Whatever you decide to do, bear in mind three things:
* As has already been said, no matter what profession you choose, you most likely won't start out making the median income; you'll have to work up to it over a period of years. Case in point, I'm making 2-1/2 times now what I made when I started 12 years ago.
* No matter what profession you choose, there will be good times and bad times. Love designing things? Great! So do I. But, I spend a lot of my day attending meetings or doing paperwork. It's just part of the job, so know that even if a job isn't 100% perfect, if it's good most of the time, then it's probably a good place to be. On the other hand, if you're miserable or dispassionate most of the time, then it's probably not a very good fit, and it's worth evaluating why you're miserable or dispassionate and looking for something that's a better fit.

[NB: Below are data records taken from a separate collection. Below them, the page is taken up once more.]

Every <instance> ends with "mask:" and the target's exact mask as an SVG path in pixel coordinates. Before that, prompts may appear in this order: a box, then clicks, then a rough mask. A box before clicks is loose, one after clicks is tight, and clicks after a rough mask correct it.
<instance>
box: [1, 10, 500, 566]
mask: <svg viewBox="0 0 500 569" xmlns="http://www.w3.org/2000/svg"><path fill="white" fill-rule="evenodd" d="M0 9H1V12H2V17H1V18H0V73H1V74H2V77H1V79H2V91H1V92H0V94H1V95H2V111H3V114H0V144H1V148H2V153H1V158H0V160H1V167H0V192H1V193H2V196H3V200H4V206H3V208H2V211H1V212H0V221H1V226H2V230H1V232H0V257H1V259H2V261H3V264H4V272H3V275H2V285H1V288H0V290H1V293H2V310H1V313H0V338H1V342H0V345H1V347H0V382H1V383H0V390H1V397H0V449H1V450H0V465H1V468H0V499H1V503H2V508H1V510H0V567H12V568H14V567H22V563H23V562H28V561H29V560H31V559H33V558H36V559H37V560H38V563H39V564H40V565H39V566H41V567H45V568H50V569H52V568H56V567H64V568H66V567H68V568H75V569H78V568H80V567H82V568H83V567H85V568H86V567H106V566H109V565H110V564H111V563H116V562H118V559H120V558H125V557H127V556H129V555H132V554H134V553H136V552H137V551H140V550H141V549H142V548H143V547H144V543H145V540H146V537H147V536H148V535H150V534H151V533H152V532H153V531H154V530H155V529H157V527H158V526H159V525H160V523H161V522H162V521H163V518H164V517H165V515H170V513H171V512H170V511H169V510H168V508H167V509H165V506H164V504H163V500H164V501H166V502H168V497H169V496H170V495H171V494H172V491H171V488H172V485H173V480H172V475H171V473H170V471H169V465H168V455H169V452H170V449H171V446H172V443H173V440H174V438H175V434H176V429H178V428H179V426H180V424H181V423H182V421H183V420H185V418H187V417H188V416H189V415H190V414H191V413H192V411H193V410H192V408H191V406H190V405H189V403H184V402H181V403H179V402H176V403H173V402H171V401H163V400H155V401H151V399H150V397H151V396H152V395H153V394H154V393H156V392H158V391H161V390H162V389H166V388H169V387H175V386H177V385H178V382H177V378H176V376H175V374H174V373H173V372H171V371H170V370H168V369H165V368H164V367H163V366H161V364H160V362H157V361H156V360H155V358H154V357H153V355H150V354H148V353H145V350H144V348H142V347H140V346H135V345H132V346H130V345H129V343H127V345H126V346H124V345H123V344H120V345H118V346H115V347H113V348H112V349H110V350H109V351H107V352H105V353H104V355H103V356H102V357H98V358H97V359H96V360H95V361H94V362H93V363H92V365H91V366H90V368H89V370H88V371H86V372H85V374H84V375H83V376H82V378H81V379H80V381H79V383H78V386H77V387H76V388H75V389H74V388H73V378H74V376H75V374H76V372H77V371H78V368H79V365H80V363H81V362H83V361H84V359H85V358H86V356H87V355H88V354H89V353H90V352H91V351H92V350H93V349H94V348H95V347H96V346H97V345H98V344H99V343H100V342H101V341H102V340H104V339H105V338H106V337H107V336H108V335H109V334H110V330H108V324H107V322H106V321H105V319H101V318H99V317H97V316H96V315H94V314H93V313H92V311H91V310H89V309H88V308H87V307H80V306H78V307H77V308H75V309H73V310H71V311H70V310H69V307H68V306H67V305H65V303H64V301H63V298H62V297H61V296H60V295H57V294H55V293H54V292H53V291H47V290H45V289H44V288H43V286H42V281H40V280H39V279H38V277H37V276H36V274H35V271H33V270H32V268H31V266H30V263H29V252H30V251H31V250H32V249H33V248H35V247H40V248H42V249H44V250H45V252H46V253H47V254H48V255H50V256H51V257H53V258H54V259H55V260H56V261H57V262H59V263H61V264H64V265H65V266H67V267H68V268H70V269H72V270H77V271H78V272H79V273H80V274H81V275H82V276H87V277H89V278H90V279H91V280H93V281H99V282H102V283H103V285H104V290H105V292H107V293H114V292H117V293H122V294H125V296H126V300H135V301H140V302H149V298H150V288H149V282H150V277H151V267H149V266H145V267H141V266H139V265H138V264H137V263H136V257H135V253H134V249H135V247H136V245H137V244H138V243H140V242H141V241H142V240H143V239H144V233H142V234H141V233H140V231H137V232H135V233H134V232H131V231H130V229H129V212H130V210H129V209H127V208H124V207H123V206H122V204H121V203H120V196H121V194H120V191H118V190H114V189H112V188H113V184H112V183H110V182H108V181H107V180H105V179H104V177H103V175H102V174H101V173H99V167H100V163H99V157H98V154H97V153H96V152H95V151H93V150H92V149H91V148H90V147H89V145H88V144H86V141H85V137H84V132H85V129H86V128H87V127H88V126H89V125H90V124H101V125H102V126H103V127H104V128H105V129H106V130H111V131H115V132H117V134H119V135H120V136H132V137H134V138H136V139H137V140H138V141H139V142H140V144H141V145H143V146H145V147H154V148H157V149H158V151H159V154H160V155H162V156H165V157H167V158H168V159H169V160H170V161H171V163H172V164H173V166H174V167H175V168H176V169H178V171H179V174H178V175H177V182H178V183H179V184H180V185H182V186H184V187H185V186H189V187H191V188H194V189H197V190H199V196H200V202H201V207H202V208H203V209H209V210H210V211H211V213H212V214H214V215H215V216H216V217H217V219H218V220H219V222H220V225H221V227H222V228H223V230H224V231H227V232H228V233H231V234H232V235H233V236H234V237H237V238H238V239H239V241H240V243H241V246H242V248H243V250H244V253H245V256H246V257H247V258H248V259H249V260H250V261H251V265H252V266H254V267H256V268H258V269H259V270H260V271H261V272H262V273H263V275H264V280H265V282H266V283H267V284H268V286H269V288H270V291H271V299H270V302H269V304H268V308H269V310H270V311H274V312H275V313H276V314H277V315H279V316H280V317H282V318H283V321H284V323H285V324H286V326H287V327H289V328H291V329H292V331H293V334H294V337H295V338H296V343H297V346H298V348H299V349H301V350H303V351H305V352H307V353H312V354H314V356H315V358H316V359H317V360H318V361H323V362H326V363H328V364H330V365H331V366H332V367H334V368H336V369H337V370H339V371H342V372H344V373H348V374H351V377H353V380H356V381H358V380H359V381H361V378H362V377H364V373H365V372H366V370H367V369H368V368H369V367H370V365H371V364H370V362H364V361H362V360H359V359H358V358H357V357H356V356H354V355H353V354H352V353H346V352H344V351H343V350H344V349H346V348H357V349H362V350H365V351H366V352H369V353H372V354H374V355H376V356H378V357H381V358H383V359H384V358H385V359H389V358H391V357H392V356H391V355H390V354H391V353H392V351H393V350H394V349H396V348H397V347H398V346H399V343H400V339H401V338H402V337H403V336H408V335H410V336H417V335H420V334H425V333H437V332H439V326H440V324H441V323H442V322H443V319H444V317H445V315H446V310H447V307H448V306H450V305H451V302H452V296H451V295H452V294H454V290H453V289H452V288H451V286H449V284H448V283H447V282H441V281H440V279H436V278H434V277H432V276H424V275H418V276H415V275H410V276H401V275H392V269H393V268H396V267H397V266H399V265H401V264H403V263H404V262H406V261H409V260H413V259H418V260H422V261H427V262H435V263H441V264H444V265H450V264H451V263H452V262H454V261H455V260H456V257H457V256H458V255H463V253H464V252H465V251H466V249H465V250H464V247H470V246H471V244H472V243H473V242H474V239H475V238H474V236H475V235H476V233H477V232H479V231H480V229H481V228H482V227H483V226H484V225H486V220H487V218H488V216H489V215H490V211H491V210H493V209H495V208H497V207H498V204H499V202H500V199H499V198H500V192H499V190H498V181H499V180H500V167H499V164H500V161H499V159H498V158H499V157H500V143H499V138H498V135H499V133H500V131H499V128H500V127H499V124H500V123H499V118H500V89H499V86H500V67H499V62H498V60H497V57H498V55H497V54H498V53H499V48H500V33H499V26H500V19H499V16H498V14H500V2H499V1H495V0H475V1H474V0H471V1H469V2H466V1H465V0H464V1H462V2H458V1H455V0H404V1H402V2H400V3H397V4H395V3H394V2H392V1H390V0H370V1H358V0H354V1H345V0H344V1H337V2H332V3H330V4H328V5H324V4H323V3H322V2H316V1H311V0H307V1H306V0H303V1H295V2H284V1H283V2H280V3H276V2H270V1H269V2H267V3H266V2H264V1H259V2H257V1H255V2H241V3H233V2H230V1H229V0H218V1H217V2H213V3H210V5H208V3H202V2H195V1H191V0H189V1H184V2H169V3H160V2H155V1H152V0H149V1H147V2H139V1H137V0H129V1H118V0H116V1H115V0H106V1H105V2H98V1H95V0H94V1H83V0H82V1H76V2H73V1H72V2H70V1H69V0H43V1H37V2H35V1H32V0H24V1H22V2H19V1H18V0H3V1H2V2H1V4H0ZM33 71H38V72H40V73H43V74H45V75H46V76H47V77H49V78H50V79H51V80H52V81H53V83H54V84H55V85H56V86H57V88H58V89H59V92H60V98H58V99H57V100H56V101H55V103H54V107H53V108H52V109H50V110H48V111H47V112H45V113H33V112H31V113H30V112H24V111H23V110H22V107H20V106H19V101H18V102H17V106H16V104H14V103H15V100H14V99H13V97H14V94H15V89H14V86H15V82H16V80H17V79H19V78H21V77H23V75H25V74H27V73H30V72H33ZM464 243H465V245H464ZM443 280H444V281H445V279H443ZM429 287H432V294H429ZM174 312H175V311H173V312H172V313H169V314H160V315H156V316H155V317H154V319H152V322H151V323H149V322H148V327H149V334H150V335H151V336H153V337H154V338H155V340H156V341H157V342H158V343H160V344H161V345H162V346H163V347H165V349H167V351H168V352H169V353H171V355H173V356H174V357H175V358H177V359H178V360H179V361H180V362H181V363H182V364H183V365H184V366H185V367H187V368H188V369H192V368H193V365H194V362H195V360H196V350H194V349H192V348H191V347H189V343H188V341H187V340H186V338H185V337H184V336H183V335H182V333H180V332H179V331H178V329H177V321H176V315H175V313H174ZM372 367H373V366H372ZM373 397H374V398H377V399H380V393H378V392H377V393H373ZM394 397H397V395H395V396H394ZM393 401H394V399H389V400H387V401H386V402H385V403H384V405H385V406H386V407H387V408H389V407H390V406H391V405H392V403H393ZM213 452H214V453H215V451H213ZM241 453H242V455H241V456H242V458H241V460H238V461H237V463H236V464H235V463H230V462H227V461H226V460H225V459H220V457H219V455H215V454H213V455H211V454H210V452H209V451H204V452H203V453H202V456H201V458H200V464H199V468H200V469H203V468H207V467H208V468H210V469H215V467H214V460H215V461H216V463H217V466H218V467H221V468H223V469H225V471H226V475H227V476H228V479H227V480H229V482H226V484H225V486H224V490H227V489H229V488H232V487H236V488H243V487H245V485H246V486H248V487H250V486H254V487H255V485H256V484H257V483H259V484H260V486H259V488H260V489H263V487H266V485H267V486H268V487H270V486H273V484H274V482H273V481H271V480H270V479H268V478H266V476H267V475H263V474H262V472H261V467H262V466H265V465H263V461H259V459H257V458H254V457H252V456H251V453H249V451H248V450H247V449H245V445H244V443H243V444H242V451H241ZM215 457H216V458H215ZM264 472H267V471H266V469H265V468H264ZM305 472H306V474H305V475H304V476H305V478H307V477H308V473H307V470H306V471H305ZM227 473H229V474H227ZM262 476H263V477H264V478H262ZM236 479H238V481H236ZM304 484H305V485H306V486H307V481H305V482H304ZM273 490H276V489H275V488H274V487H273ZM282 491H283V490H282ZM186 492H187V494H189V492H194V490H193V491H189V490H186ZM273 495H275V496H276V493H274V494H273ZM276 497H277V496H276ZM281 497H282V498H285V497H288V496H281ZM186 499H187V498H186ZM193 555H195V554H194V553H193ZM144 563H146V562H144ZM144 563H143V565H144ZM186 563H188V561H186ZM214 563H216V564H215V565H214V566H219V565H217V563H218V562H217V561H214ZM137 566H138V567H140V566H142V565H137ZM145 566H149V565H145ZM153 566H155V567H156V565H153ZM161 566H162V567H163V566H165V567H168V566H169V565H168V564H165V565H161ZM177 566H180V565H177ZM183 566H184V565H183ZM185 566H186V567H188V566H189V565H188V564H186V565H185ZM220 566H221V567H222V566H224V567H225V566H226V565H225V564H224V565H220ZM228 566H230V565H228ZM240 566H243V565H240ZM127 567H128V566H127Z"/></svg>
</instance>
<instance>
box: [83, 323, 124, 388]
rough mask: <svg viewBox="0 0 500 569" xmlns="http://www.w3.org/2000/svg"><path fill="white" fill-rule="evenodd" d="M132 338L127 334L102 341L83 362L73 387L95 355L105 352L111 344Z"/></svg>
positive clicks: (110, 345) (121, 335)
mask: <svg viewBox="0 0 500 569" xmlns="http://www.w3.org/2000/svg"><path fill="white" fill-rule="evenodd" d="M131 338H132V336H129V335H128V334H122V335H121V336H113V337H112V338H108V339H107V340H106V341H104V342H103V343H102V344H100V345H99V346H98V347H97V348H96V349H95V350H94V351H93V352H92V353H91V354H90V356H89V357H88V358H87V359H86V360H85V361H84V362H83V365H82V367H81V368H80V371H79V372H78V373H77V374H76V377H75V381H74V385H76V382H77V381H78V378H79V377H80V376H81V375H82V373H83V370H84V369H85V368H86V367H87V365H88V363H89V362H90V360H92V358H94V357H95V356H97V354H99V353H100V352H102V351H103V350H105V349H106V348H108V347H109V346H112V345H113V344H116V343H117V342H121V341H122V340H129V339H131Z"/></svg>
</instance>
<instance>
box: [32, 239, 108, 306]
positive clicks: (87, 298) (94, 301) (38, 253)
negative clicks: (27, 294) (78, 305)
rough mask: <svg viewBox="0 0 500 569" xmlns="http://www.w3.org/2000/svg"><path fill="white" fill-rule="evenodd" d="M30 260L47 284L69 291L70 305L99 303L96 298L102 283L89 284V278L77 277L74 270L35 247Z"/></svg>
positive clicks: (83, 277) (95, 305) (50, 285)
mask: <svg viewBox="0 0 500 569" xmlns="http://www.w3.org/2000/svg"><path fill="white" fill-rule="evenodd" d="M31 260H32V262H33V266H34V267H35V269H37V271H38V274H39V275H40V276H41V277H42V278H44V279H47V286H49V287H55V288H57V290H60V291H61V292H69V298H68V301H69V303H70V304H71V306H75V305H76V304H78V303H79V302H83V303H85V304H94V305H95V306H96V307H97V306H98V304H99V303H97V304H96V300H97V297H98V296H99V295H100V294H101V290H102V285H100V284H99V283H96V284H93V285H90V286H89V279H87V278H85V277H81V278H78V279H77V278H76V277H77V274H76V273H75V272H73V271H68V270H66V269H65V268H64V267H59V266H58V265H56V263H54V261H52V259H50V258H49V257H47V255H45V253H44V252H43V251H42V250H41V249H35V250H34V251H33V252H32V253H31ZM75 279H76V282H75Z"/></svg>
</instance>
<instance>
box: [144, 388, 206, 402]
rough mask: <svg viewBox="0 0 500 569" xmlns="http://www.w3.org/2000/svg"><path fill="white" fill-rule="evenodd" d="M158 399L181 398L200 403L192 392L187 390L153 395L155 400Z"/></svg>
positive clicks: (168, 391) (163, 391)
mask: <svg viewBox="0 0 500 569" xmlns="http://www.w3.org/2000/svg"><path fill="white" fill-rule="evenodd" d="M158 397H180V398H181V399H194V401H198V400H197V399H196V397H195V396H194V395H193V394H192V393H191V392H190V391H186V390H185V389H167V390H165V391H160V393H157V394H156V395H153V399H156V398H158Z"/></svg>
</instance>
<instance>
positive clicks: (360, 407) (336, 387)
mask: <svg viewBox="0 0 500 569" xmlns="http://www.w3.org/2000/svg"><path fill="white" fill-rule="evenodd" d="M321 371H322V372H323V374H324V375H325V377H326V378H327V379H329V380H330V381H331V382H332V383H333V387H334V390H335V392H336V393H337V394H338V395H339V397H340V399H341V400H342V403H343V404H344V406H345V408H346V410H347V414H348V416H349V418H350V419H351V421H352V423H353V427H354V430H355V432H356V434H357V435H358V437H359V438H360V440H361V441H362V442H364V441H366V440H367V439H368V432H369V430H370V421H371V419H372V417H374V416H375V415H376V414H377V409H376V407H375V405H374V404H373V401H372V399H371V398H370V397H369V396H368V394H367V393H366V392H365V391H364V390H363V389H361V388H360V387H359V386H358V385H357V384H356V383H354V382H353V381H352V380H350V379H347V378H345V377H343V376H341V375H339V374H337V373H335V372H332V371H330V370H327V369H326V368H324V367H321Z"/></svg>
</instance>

* Turning a passion into a career is a double-edged sword. On one hand, it's great to get paid to do something you love. On the other hand, it can introduce a lot of stress into something that you really enjoy, and that stress can take away a lot of the passion. For example, spending time with my horses is a good way for me to relax, but if I were training someone else's, having to meet someone else's deadlines or expectations would turn something relaxing into something stressful. I'm not advocating either way, but it is something to consider.

I realize this didn't directly address your question: "which engineering job pays the most", but hopefully this has given you some food for thought to decide whether pursuing "the most money" is really what you want. If indeed you do want to make the most money you can for whatever reason, salary.com is a good resource for that, too.